Türkiye mi acayip, bütün dünyada mı alışkanlık oldu bilemiyorum. Herkes birbirini yalanlıyor.
Türkiye mi acayip, bütün dünyada mı alışkanlık oldu bilemiyorum. Herkes birbirini yalanlıyor.
Kılıçdaroğlu bir iddia atıyor ortaya. “Belgesi var!” diyor.
Cumhurbaşkanı, “Yalan. İspatlayın, siyaseti bırakayım. İspatlayamazsanız siz ne yapacaksınız?” diye soruyor.
Havada uçuşan fotokopilerin aslında başka bir şey olduğu ortaya çıkıyor.
Fakat sonuçta tarafların tavrı değişmiyor. İddia sahibi o iddiayı dillendirmeye devam ediyor.
Kılıçdaroğlu’nun kendisiyle ilgili bir tezat yüzüne vurulduğu zaman da, “Ben onu kastetmedim. Ama söylediğimin arkasındayım.” diyor. Kim kimin arkasında belli değil.
Şimdi ortaya çıktı ki, Trakya bölgesindeki bazı belediye başkanları “Kardeş Şehir” kumpasıyla kumar oynamak için Bulgaristan’ın Svilengrad şehrini su yoluna çevirmişler. Karayoluyla her gün git gel!
2,5 yılda 557 gün sınırı geçip kumara giden başkan var. Bakalım ne diyecek Kılıçdaroğlu? “Yalan, o başkanlarımız hayatlarında yurt dışına bir kez bile çıkmamıştır” der mi der!
Görevinden uzaklaştırılan Ataşehir Belediye Başkanı, Kılıçdaroğlu’na sorarsanız her türlü iddiadan yargı yoluyla temize çıkmış. Gözümüzün içine baka baka böyle söylüyor. O Buz Rezidansta da kızının dairesi yok. Önce yoktu. Sonra maaşıyla aldığı söylendi. Güvenli bir siteymiş; ondan…
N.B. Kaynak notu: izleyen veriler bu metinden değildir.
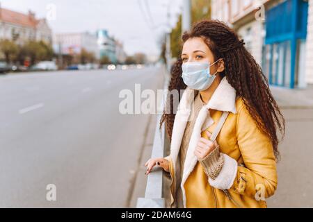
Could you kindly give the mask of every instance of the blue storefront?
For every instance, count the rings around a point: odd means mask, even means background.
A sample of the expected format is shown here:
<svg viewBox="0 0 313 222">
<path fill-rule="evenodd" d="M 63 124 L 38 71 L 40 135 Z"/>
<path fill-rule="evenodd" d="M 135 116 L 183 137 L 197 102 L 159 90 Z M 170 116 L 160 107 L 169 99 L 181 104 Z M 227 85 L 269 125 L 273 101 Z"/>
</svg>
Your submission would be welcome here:
<svg viewBox="0 0 313 222">
<path fill-rule="evenodd" d="M 266 12 L 262 67 L 271 85 L 304 87 L 308 3 L 286 0 Z"/>
</svg>

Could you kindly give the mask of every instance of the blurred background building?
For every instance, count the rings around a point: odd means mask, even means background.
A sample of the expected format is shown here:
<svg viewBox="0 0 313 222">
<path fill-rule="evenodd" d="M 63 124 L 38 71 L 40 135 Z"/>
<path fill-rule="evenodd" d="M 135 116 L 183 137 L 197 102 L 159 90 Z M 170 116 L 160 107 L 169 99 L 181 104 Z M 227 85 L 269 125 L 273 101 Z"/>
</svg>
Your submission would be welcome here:
<svg viewBox="0 0 313 222">
<path fill-rule="evenodd" d="M 114 39 L 109 36 L 108 31 L 104 29 L 99 30 L 97 32 L 97 37 L 100 57 L 107 57 L 113 63 L 116 63 L 118 62 L 118 57 L 115 53 L 117 46 Z"/>
<path fill-rule="evenodd" d="M 238 32 L 271 85 L 313 83 L 312 0 L 212 0 L 211 18 Z"/>
<path fill-rule="evenodd" d="M 23 14 L 3 8 L 0 4 L 0 39 L 12 40 L 18 44 L 27 41 L 52 42 L 52 32 L 45 19 L 36 19 L 29 10 Z"/>
</svg>

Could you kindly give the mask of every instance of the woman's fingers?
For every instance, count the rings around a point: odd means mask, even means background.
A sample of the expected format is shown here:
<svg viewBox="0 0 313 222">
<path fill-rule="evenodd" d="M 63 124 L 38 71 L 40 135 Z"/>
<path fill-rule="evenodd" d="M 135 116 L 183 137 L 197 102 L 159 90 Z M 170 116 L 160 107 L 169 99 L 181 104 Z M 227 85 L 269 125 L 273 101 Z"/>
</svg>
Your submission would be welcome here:
<svg viewBox="0 0 313 222">
<path fill-rule="evenodd" d="M 158 164 L 159 163 L 159 164 Z M 151 172 L 153 167 L 154 167 L 155 165 L 159 165 L 159 166 L 162 167 L 165 170 L 168 170 L 168 166 L 167 166 L 166 161 L 164 160 L 163 158 L 154 158 L 154 159 L 150 159 L 145 164 L 145 166 L 147 166 L 147 171 L 145 172 L 145 174 L 149 174 L 149 173 Z"/>
<path fill-rule="evenodd" d="M 150 161 L 151 159 L 149 159 L 145 164 L 145 166 L 147 166 L 147 164 L 149 163 L 149 161 Z"/>
</svg>

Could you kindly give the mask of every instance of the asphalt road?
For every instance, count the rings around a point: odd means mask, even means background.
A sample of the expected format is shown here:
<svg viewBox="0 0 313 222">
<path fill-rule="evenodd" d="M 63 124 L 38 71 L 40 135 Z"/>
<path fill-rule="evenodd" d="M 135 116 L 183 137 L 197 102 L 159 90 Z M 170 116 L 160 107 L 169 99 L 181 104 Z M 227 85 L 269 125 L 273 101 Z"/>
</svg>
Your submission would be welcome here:
<svg viewBox="0 0 313 222">
<path fill-rule="evenodd" d="M 0 207 L 127 207 L 152 119 L 119 112 L 136 83 L 161 89 L 161 68 L 0 76 Z"/>
</svg>

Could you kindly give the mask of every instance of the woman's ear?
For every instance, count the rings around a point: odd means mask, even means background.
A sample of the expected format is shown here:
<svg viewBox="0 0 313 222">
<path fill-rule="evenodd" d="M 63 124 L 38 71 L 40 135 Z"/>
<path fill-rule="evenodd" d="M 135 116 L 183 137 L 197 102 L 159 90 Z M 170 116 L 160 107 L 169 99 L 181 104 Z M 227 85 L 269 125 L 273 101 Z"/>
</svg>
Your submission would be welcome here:
<svg viewBox="0 0 313 222">
<path fill-rule="evenodd" d="M 223 58 L 221 58 L 218 62 L 218 69 L 217 71 L 218 72 L 222 72 L 225 70 L 225 63 L 224 63 L 224 60 Z"/>
</svg>

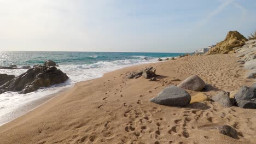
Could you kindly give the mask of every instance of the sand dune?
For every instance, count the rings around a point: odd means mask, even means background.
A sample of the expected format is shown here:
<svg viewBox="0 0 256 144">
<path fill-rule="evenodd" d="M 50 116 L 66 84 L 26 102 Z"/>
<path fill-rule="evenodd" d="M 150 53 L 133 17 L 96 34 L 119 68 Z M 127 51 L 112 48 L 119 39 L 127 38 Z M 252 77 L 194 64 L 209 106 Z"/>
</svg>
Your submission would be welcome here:
<svg viewBox="0 0 256 144">
<path fill-rule="evenodd" d="M 256 111 L 225 108 L 205 101 L 186 107 L 148 101 L 167 86 L 196 74 L 219 89 L 251 86 L 233 55 L 188 56 L 137 65 L 80 82 L 36 110 L 0 127 L 1 143 L 256 143 Z M 127 79 L 131 71 L 154 67 L 158 81 Z M 188 91 L 192 95 L 199 92 Z M 235 139 L 209 128 L 227 124 Z"/>
</svg>

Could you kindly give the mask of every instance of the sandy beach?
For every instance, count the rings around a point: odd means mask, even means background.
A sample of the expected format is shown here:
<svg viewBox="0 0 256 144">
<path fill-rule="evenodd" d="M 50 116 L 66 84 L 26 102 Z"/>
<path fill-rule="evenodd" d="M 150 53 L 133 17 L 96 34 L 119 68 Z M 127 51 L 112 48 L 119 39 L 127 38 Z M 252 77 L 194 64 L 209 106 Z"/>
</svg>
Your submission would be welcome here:
<svg viewBox="0 0 256 144">
<path fill-rule="evenodd" d="M 256 112 L 224 107 L 210 100 L 184 107 L 149 100 L 170 85 L 197 75 L 210 88 L 209 98 L 251 86 L 235 54 L 191 56 L 131 67 L 77 83 L 35 110 L 0 127 L 1 143 L 255 143 Z M 130 73 L 153 67 L 158 81 L 128 79 Z M 173 81 L 179 79 L 181 81 Z M 200 92 L 187 91 L 193 101 Z M 236 139 L 208 128 L 226 124 Z"/>
</svg>

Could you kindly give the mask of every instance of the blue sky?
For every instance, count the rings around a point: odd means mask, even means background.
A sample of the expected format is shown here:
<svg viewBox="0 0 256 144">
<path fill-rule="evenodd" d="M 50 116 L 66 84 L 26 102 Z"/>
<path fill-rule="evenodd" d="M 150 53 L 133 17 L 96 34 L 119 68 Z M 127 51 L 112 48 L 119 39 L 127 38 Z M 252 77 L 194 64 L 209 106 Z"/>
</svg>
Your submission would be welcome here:
<svg viewBox="0 0 256 144">
<path fill-rule="evenodd" d="M 254 0 L 0 0 L 0 51 L 193 52 L 256 31 Z"/>
</svg>

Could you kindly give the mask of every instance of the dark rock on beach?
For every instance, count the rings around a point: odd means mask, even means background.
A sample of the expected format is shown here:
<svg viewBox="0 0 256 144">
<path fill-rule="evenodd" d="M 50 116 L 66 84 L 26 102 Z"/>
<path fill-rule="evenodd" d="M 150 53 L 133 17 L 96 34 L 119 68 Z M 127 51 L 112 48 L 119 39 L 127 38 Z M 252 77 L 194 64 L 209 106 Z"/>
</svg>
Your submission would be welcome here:
<svg viewBox="0 0 256 144">
<path fill-rule="evenodd" d="M 198 76 L 193 75 L 178 85 L 178 87 L 194 91 L 200 91 L 205 87 L 205 82 Z"/>
<path fill-rule="evenodd" d="M 56 63 L 51 60 L 48 60 L 44 62 L 44 65 L 47 67 L 56 66 Z"/>
<path fill-rule="evenodd" d="M 156 77 L 157 75 L 155 74 L 156 69 L 153 67 L 146 68 L 139 71 L 132 72 L 127 76 L 128 79 L 137 79 L 141 76 L 143 76 L 145 78 L 150 79 L 153 77 Z"/>
<path fill-rule="evenodd" d="M 238 139 L 237 131 L 228 125 L 223 125 L 216 127 L 219 133 L 228 136 L 233 139 Z"/>
<path fill-rule="evenodd" d="M 185 90 L 175 86 L 170 86 L 149 101 L 160 105 L 185 106 L 189 104 L 190 100 L 191 95 Z"/>
<path fill-rule="evenodd" d="M 18 69 L 17 67 L 0 67 L 0 69 Z"/>
<path fill-rule="evenodd" d="M 237 105 L 238 106 L 243 109 L 256 109 L 256 99 L 250 100 L 237 100 Z"/>
<path fill-rule="evenodd" d="M 31 69 L 31 67 L 30 67 L 30 65 L 27 65 L 27 66 L 22 66 L 21 67 L 21 68 L 20 69 Z"/>
<path fill-rule="evenodd" d="M 229 94 L 223 91 L 219 91 L 212 98 L 212 100 L 226 107 L 233 105 L 232 101 L 229 98 Z"/>
<path fill-rule="evenodd" d="M 7 74 L 0 74 L 0 86 L 3 85 L 5 82 L 11 80 L 15 77 L 15 75 L 8 75 Z"/>
<path fill-rule="evenodd" d="M 161 62 L 162 61 L 162 59 L 161 58 L 158 58 L 158 61 Z"/>
<path fill-rule="evenodd" d="M 63 83 L 68 79 L 66 74 L 55 67 L 39 65 L 0 86 L 0 93 L 7 91 L 27 93 L 40 87 Z"/>
<path fill-rule="evenodd" d="M 250 100 L 256 97 L 256 92 L 254 91 L 255 88 L 253 87 L 241 87 L 238 92 L 235 94 L 234 98 L 236 100 Z"/>
</svg>

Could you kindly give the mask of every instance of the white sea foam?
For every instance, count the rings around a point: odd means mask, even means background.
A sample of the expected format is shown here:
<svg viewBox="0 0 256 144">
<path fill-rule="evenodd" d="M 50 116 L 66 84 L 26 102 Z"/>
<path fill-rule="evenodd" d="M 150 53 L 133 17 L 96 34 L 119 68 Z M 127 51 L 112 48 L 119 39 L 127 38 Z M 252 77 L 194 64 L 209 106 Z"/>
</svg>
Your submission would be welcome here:
<svg viewBox="0 0 256 144">
<path fill-rule="evenodd" d="M 156 59 L 126 59 L 112 62 L 99 62 L 91 64 L 60 65 L 58 69 L 66 73 L 69 77 L 69 80 L 65 83 L 42 88 L 36 92 L 25 94 L 18 94 L 18 92 L 6 92 L 0 94 L 0 125 L 31 110 L 34 108 L 34 106 L 31 107 L 30 110 L 19 112 L 15 116 L 13 116 L 14 111 L 24 109 L 22 107 L 31 105 L 36 100 L 57 93 L 63 88 L 72 87 L 74 83 L 98 78 L 107 72 L 129 66 L 156 62 Z M 18 76 L 26 71 L 26 70 L 24 69 L 1 69 L 0 73 Z"/>
</svg>

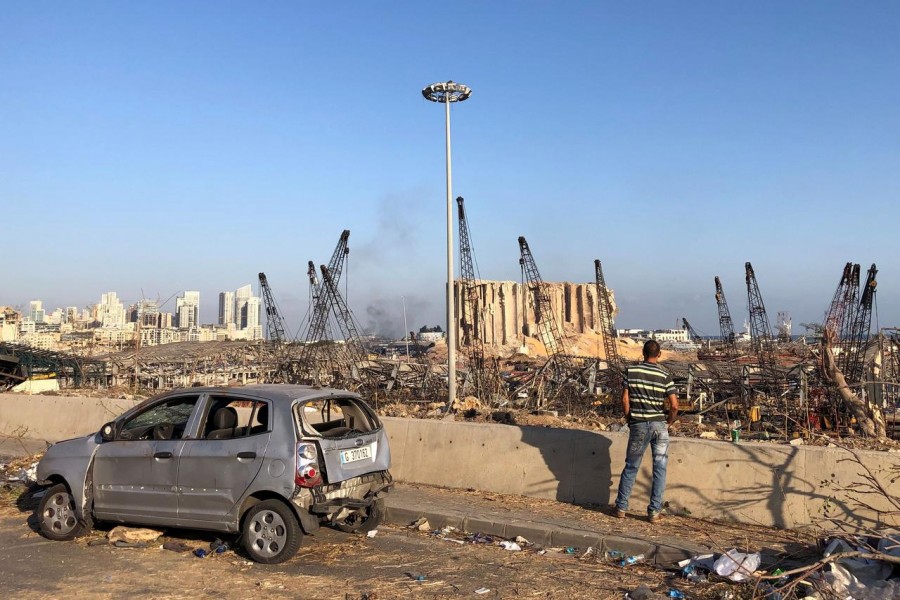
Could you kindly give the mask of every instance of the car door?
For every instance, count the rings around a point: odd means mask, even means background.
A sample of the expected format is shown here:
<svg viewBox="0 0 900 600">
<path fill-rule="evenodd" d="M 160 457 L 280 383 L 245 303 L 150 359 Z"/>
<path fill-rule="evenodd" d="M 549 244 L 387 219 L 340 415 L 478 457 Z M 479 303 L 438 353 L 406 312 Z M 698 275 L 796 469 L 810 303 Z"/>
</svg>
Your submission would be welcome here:
<svg viewBox="0 0 900 600">
<path fill-rule="evenodd" d="M 224 420 L 217 423 L 223 411 L 233 411 L 234 425 Z M 273 410 L 267 401 L 210 396 L 201 417 L 201 435 L 185 442 L 180 459 L 179 523 L 226 520 L 259 473 L 273 422 Z"/>
<path fill-rule="evenodd" d="M 175 524 L 178 460 L 192 431 L 198 394 L 167 396 L 116 423 L 115 439 L 94 456 L 94 513 L 99 519 Z"/>
</svg>

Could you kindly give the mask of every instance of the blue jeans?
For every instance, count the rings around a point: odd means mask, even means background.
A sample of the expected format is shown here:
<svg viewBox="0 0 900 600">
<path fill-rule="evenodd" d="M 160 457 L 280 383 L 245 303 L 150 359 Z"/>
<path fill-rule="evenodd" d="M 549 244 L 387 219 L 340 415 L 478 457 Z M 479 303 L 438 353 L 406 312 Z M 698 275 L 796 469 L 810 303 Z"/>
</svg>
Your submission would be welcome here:
<svg viewBox="0 0 900 600">
<path fill-rule="evenodd" d="M 628 425 L 628 450 L 625 454 L 625 468 L 619 479 L 619 494 L 616 508 L 628 510 L 628 498 L 637 477 L 644 453 L 650 446 L 653 451 L 653 487 L 650 490 L 650 505 L 647 514 L 662 510 L 662 495 L 666 489 L 666 465 L 669 461 L 669 428 L 665 421 L 630 423 Z"/>
</svg>

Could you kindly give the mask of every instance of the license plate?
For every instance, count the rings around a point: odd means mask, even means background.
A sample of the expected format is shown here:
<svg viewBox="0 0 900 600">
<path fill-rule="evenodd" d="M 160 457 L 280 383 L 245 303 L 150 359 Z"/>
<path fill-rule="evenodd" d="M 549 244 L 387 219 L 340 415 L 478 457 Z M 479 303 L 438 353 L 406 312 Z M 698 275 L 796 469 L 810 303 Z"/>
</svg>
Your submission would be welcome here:
<svg viewBox="0 0 900 600">
<path fill-rule="evenodd" d="M 372 444 L 351 448 L 350 450 L 341 450 L 341 464 L 366 460 L 367 458 L 372 458 Z"/>
</svg>

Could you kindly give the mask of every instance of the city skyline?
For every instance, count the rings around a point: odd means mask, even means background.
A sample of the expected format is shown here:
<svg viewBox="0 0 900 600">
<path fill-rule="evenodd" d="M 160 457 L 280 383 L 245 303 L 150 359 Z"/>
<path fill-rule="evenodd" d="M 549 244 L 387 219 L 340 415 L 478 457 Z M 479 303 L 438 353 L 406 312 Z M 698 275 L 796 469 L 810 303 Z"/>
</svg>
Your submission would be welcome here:
<svg viewBox="0 0 900 600">
<path fill-rule="evenodd" d="M 873 228 L 900 217 L 896 3 L 60 3 L 5 18 L 0 199 L 22 217 L 4 241 L 29 252 L 0 304 L 108 287 L 214 299 L 265 271 L 298 327 L 306 261 L 349 229 L 362 324 L 402 331 L 403 297 L 410 319 L 446 325 L 444 123 L 421 89 L 455 79 L 473 90 L 453 114 L 453 177 L 481 277 L 518 281 L 524 235 L 547 281 L 589 282 L 602 260 L 622 327 L 686 317 L 710 334 L 714 276 L 743 321 L 746 261 L 770 317 L 795 324 L 822 319 L 845 262 L 874 262 L 873 327 L 900 323 L 892 240 Z M 429 30 L 465 43 L 423 45 Z"/>
</svg>

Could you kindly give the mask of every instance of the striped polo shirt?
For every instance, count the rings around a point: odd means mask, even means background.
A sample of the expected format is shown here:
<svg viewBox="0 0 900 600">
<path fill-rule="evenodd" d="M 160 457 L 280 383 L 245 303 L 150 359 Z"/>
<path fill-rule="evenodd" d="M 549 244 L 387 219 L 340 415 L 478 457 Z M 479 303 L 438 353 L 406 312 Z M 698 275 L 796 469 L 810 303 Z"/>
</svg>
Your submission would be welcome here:
<svg viewBox="0 0 900 600">
<path fill-rule="evenodd" d="M 675 382 L 662 367 L 649 362 L 625 369 L 631 422 L 665 421 L 664 402 L 675 394 Z"/>
</svg>

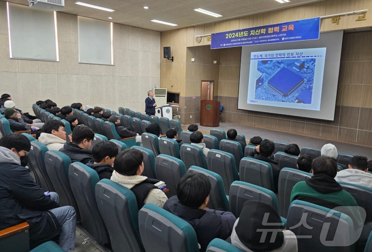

Karısı milletvekili, kocası belediye başkanı… Elbette sadece CHP için geçerli değil bu siyasi mugalata…
“Yok öyle bir şey!” tepkisi karşısında, “Tamam da, ortada bazı emareler var. Hatta yok dediğinizin var olduğuna dair kuvvetli işaretler…”
“Yok dedik kardeşim! İftira bunlar… Asıl bu iftirayı atanlar…”
Kör döğüşü…
Böyle bir kör döğüşü Medine Müdafii Fahrettin Paşa hakkında da aldı yürüdü. BAE Dışişleri Bakanının terbiyesizliğinden sonra, ülkemizin nadir değerlerinden Prof.Dr.Ekrem Buğra Ekinci’ye her taraftan saldırıya geçildi. Fakat saldıranların hiçbiri Ekinci’nin müktesebatına sahip değil.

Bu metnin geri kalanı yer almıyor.